Unemployment in the construction sector is at an all-time low.

Construction employment increased by 25,000 jobs in May and by 286,000 jobs over the past year while construction spending reached $1.310 trillion in April, according to an analysis of new government data by the Associated General Contractors of America. Association officials noted that the employment and spending increases have come as federal officials have reformed taxes, reduced regulatory burdens and boosted infrastructure spending.

"Construction workers and their employers are clearly benefitting from steps Congress and the administration are taking to boost economic demand," said Stephen Sandherr, the association's chief executive officer. "Construction pay, employment and demand have all increased as business conditions have improved."

Construction employment totaled 7,210,000 in May, a gain of 25,000 for the month and 286,000, or 4.1%, over 12 months. Association officials pointed out that the year-over-year growth rate in industry jobs was significantly higher than the 1.6 percent rise in total nonfarm payroll employment and that construction employment is now higher than at any point since June 2008.

Hourly earnings in the industry averaged $29.65 in May, an increase of 3.2% from a year earlier.

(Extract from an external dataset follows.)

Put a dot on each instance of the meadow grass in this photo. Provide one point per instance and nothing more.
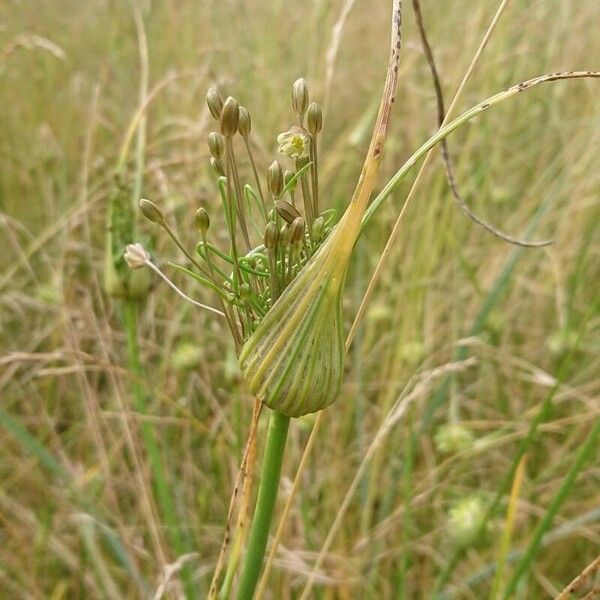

That put the average hourly earnings in construction 10.1% higher than the average for all nonfarm private-sector jobs, which rose 2.7% in the past year, to $26.92, Sandherr added.

Construction unemployment hit one of the lowest levels on record, association officials added. They noted that the unemployment rate in construction decreased from 5.3% a year ago to 4.4% last month, the lowest rate of unemployment since July 2000. The number of unemployed job seekers with recent construction experience has plummeted 87,000 since May 2017.